1.7.2 In any stage of flooding:

the waterline, taking into account sinkage, heel and trim, shall be below the lower edge of any opening through which progressive flooding or downflooding may take place. Such openings shall include air pipes and openings that are closed by means of weathertight doors or hatch covers and may exclude those openings closed by means of watertight manhole covers and watertight flush scuttles, small watertight cargo tank hatch covers that maintain the high integrity of the deck, remotely operated watertight sliding doors and sidescuttles of the non opening type;
the maximum angle of heel due to unsymmetrical flooding shall not exceed 25°, except that this angle may be increased to 30° if no deck immersion occurs; and
the residual stability during intermediate stages of flooding shall not be significantly less than that required by Pt 11, Ch 2, 1.7 Survival requirements 1.7.3.

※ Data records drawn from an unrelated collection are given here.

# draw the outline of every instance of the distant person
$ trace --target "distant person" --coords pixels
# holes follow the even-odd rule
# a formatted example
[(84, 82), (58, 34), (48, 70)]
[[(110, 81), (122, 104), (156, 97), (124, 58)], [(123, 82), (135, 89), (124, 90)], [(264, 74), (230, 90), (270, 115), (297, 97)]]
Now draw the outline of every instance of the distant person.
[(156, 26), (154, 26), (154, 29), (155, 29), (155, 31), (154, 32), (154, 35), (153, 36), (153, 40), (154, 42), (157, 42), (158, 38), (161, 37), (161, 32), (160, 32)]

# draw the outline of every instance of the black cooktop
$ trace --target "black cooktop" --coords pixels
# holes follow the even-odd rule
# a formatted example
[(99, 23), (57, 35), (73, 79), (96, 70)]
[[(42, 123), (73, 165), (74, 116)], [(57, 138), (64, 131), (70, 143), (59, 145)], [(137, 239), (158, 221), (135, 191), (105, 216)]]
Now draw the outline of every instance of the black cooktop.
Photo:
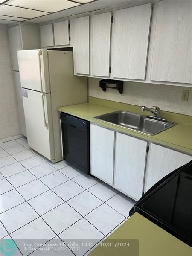
[(166, 178), (136, 203), (134, 212), (192, 246), (192, 161)]

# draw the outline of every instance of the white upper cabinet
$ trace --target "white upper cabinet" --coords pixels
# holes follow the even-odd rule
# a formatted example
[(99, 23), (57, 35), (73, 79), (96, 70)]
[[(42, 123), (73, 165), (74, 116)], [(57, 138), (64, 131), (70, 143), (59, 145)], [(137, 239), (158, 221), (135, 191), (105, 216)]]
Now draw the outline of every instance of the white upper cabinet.
[(20, 131), (21, 134), (27, 137), (26, 126), (25, 125), (25, 119), (24, 114), (23, 103), (21, 93), (21, 87), (20, 85), (20, 76), (19, 72), (14, 72), (15, 82), (15, 90), (17, 99), (17, 107), (19, 112), (19, 121), (20, 123)]
[(70, 44), (69, 20), (56, 22), (53, 24), (55, 45), (67, 45)]
[(145, 192), (157, 181), (192, 159), (188, 155), (151, 144), (147, 168)]
[(158, 3), (151, 80), (192, 82), (192, 2)]
[(73, 56), (75, 73), (90, 74), (90, 16), (75, 19)]
[(19, 71), (17, 50), (23, 49), (21, 35), (19, 26), (15, 26), (8, 29), (10, 49), (13, 64), (13, 69), (15, 71)]
[(109, 76), (111, 12), (92, 18), (91, 73), (93, 76)]
[(148, 3), (116, 11), (113, 77), (145, 79), (151, 9)]
[(91, 124), (91, 174), (113, 184), (115, 132)]
[(142, 195), (148, 143), (116, 133), (114, 186), (134, 199)]
[(42, 47), (54, 45), (52, 26), (52, 24), (49, 24), (41, 26), (41, 41)]

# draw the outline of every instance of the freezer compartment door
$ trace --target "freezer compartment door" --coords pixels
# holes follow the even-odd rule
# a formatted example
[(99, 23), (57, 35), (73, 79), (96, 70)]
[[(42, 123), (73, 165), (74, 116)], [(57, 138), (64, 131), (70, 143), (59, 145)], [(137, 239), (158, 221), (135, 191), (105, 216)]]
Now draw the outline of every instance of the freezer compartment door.
[(29, 147), (52, 161), (55, 159), (51, 96), (22, 89)]
[(49, 93), (47, 51), (18, 50), (17, 56), (21, 87)]

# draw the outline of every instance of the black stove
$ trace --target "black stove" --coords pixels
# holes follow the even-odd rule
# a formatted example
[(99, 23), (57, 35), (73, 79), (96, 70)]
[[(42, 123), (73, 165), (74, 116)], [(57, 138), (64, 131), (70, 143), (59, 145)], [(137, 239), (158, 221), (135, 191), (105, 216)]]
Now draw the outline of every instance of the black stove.
[(137, 212), (192, 246), (192, 161), (159, 181), (129, 212)]

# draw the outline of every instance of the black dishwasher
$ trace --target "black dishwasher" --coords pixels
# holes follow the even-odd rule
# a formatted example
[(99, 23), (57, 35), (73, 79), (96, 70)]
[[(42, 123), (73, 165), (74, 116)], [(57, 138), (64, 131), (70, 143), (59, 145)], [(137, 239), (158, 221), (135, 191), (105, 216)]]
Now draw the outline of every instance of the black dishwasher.
[(61, 113), (64, 159), (77, 169), (90, 174), (90, 122)]

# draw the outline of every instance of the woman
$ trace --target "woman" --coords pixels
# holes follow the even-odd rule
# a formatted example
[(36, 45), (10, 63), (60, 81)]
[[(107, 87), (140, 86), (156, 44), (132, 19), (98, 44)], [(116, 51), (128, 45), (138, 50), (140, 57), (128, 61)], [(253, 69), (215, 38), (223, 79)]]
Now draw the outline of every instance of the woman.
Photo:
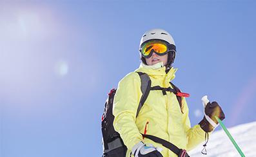
[[(170, 82), (177, 71), (172, 67), (176, 47), (171, 35), (161, 29), (146, 32), (141, 38), (139, 51), (142, 61), (139, 68), (119, 83), (113, 102), (113, 127), (127, 147), (126, 156), (177, 156), (162, 143), (144, 138), (142, 134), (153, 135), (181, 150), (189, 151), (203, 142), (206, 133), (212, 132), (214, 127), (204, 117), (199, 124), (191, 127), (185, 98), (181, 98), (181, 106), (177, 93), (164, 89), (174, 89)], [(162, 89), (150, 90), (137, 115), (142, 92), (137, 72), (149, 76), (151, 87), (154, 87), (152, 89), (158, 87)], [(217, 124), (213, 117), (217, 115), (224, 119), (224, 116), (216, 104), (214, 102), (214, 107), (208, 107), (205, 112)], [(217, 110), (221, 111), (213, 114), (213, 111)], [(182, 151), (180, 154), (180, 156), (186, 154)]]

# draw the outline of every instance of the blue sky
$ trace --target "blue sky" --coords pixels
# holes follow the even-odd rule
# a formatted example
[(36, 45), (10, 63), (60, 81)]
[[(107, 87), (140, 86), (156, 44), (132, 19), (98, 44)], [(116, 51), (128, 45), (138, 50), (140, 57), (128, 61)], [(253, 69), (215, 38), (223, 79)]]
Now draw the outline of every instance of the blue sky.
[[(100, 156), (107, 93), (138, 68), (143, 33), (177, 46), (192, 125), (201, 98), (228, 127), (256, 120), (253, 1), (0, 2), (0, 156)], [(219, 128), (218, 129), (219, 129)]]

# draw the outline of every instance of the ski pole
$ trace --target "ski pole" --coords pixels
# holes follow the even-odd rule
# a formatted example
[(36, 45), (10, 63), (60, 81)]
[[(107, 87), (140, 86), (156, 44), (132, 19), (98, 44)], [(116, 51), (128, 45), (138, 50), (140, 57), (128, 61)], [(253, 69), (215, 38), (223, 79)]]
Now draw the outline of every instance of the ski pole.
[(232, 142), (233, 145), (235, 146), (235, 149), (237, 150), (237, 151), (239, 152), (240, 155), (242, 157), (245, 157), (245, 155), (244, 153), (242, 152), (242, 150), (239, 148), (238, 146), (237, 142), (235, 142), (235, 140), (233, 138), (232, 136), (228, 131), (228, 129), (226, 127), (225, 125), (222, 123), (222, 121), (220, 120), (217, 116), (215, 116), (215, 118), (217, 120), (218, 120), (218, 122), (221, 124), (221, 127), (223, 129), (223, 130), (225, 131), (226, 134), (228, 135), (228, 138)]
[[(202, 103), (203, 103), (203, 105), (204, 106), (204, 107), (206, 106), (206, 104), (208, 102), (210, 102), (209, 100), (207, 98), (207, 95), (205, 95), (205, 96), (202, 97)], [(224, 131), (226, 134), (228, 135), (228, 138), (230, 138), (230, 140), (232, 142), (233, 145), (235, 146), (235, 147), (237, 149), (237, 151), (239, 152), (240, 155), (242, 157), (245, 157), (245, 155), (242, 152), (242, 150), (239, 148), (239, 147), (238, 146), (237, 143), (235, 142), (235, 140), (233, 139), (233, 138), (232, 137), (232, 136), (231, 135), (230, 132), (228, 131), (228, 129), (226, 127), (225, 125), (224, 125), (222, 121), (221, 120), (220, 120), (219, 118), (219, 117), (217, 117), (217, 116), (215, 116), (215, 118), (218, 121), (219, 124), (221, 124), (221, 127)]]

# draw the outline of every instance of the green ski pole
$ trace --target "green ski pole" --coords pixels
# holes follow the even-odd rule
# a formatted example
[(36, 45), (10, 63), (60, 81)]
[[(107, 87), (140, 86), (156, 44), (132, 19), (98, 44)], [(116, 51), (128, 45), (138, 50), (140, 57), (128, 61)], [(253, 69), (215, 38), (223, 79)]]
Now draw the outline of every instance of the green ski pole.
[[(202, 105), (204, 106), (204, 107), (205, 107), (205, 106), (206, 106), (208, 102), (210, 102), (209, 100), (207, 98), (207, 95), (205, 95), (204, 97), (202, 97)], [(232, 142), (233, 145), (235, 146), (235, 149), (237, 150), (237, 151), (239, 152), (240, 155), (242, 157), (245, 157), (245, 155), (244, 154), (244, 153), (242, 152), (242, 150), (239, 148), (239, 147), (238, 146), (237, 143), (235, 142), (235, 140), (233, 139), (233, 138), (232, 137), (232, 136), (231, 135), (231, 134), (230, 133), (230, 132), (228, 131), (228, 129), (226, 127), (225, 125), (224, 125), (224, 124), (222, 123), (222, 121), (221, 121), (221, 120), (220, 120), (219, 118), (219, 117), (217, 117), (217, 116), (215, 116), (215, 118), (216, 118), (216, 120), (218, 121), (219, 124), (221, 124), (221, 127), (222, 128), (222, 129), (224, 131), (224, 132), (226, 133), (226, 134), (228, 135), (228, 138), (230, 138), (230, 140), (231, 140), (231, 142)], [(215, 124), (214, 122), (212, 122), (213, 123)], [(213, 125), (214, 125), (213, 124)]]
[(222, 123), (222, 121), (221, 121), (221, 120), (220, 120), (217, 116), (215, 116), (215, 118), (217, 119), (217, 120), (218, 120), (218, 122), (221, 124), (221, 127), (225, 131), (226, 134), (228, 135), (228, 138), (232, 142), (233, 145), (235, 146), (235, 149), (239, 152), (240, 155), (242, 157), (245, 157), (245, 155), (244, 154), (244, 153), (242, 153), (242, 150), (239, 148), (237, 142), (235, 142), (235, 140), (233, 138), (232, 136), (231, 135), (230, 132), (228, 131), (225, 125), (224, 125), (224, 124)]

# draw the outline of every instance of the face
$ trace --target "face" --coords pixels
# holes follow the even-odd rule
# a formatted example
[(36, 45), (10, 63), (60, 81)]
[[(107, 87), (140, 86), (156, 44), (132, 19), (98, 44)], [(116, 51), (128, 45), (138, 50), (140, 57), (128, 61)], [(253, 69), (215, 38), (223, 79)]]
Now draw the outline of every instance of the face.
[(148, 66), (152, 66), (158, 62), (162, 62), (164, 66), (166, 66), (168, 61), (168, 54), (164, 55), (157, 55), (155, 52), (153, 52), (152, 55), (150, 58), (146, 59), (146, 62)]

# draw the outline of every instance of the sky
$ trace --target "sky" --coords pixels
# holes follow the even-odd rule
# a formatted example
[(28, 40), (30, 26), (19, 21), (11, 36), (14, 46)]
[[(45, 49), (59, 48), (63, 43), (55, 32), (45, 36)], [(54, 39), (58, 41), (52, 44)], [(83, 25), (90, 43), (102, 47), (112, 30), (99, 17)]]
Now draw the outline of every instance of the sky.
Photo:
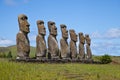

1.7.3 At final equilibrium after flooding:

the righting lever curve shall have a minimum range of 20° beyond the position of equilibrium in association with a maximum residual righting lever of at least 0,1 m within the 20° range; the area under the curve within this range shall not be less than 0,0175 m radians. The 20° range may be measured from any angle commencing between the position of equilibrium and the angle of 25° (or 30° if no deck immersion occurs). Unprotected openings shall not be immersed within this range unless the space concerned is assumed to be flooded. Within this range, the immersion of any of the openings listed in Pt 11, Ch 2, 1.7 Survival requirements 1.7.2 and other openings capable of being closed weathertight may be permitted; and
the emergency source of power shall be capable of operating.